Basketball can be a brutal game of fighting through adversity and obstacles, more than simply competing on the hardwood. Though most might not realize, Henderson Collegiate has been dealt one of the roughest hands over the few years. In order to appreciate and understand the Pride’s unfortunate circumstances, one must start by looking at their devastating loss in the NCHSAA 1A State Championship back in 2019. They fell at the hands of a scrappy, unexpected, ninth-seeded Bishop McGuinness squad by a single point. What came across as shocking to most people is how the one-point finish didn’t ultimately favor the 30-3 squad, given that they were such heavy favorites.

Fast-forward a few months and the various pieces of the Pride roster opt to remain with the Royal Knights travel program. An underrated/underappreciated wrinkle about this situation is how seamlessly the transition took place from Coach George Marshall to Coach Stanley Yarborough (and then back to Marshall). It’s so much more common to see high school coaches genuinely despise whoever guides their players in the summer season, so their balanced relationship ultimately did a lot of positive for these prospects. That being said, the Kalib Matthews-Javonte Waverly-Nick Green-AK Holden core was special and regularly proved their ability to compete with any program in the state. While each of the aforementioned group received an uptick in recruitment, Matthews and Waverly really began to take off with college coaches. 

The primary domino to fall was Matthews’ commitment to Queens College just two weeks after receiving his firstscholarship offer. Anyone with knowledge of Division II basketball should already know that the Royals’ program is better than a large percentage of Division I schools, so kudos to them for netting yet another incredible piece. While Waverly’s Elon and UNCG offers would come a few months later, this group was already busy preparing for an absolute bloodbath schedule. 

With the season underway, folks reamplified their expectations of the previous NCHSAA 1A runner-up and expected nothing short of a state championship. After all, it would be difficult to imagine the Pride losing many games between their talent, coaches, and sheer chemistry. Well, leave it to Coach Marshall to put forth an incredibly challenging, 36-game schedule (arguably the toughest across the entire state). That being said, this group always rose to the occasion. It didn’t matter if they were playing Teay’s Valley and an entire roster of Division I prospects or their local conference opponent, each game was approached with a unique amount of determination. 

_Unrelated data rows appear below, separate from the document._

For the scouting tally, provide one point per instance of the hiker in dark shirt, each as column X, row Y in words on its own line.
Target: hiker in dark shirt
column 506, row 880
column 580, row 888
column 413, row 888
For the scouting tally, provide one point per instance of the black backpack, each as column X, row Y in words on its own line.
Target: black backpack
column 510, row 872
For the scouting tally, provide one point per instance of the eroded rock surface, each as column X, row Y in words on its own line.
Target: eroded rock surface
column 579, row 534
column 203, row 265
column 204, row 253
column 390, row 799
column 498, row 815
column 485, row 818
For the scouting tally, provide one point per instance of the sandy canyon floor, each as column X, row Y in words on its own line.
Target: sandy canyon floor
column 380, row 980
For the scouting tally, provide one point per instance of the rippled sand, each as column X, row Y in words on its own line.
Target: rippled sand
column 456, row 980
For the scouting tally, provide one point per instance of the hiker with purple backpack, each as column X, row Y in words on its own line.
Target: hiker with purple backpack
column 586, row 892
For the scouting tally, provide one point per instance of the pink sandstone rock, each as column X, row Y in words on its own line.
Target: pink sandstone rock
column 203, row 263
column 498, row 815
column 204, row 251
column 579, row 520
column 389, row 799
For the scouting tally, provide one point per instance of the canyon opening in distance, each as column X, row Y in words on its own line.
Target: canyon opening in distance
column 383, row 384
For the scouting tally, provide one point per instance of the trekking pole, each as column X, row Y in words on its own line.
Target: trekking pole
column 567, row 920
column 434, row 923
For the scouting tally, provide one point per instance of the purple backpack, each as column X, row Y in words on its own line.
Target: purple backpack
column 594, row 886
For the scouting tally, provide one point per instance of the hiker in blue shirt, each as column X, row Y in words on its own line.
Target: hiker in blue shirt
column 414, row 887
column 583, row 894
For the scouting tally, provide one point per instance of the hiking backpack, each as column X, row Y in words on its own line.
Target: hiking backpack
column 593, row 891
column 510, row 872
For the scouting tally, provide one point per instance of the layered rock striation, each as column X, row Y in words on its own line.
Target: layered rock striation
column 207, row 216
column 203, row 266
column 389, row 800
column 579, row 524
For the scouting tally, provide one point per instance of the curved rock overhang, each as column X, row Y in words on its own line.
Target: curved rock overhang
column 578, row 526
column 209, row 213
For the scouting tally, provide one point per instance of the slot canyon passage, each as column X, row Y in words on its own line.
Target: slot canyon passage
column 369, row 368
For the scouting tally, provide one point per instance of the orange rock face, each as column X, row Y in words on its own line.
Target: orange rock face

They finished the regular season with a 21-10 record after playing probably one of the toughest 1A schedules in state history. Henderson Collegiate enters the playoffs and did what was expected of them, winning every game en route to the championship by double-digits. However, they were robbed of redemption and the perfect storm due to Covid. The Pride were set to play Winston-Salem Prep (in what would’ve ultimately been Andre Gould’s last game with the program), but the game got cancelled. We can only speculate about what would’ve happened, but everything came together at the right time for this group—which really just puts a somber feeling over the entire journey. 

Furthermore, let’s look at the nightly averages for the aforementioned core group…

  • Matthews: 19 PPG, 4.9 RPG, 4.9 APG, 2.3 SPG, 1.3 BPG with 57/40/66 shooting splits.
  • Waverly: 16.2 PPG, 4.4 RPG, 4.2 APG, 1.9 SPG with 50/32/76 shooting splits.
  • Holden: 12.8 PPG, 7.5 RPG, 1.3 APG, 1.3 SPG, 1.6 BPG with 65% FG
  • Green: 9 PPG, 5.1 RPG, 2.1 APG, 1.5 SPG.

Following the season, Matthews departed for Queens and Green was forced to relocate due to unforeseen circumstances, leaving Waverly and Holden to keep the ship afloat. Well, the veteran duo has done an excellent job of maintaining their success through their first few games. Both Waverly and Holden have improved their numbers across the board while not being particularly selfish. The team is currently 3-1, but their sights are set on returning to the state championship for a third consecutive season—something widely unprecedented over the last few decades for 1A programs. This roster is deserving of more love from college coaches, as they’ve arguably worked harder than most to get to this position.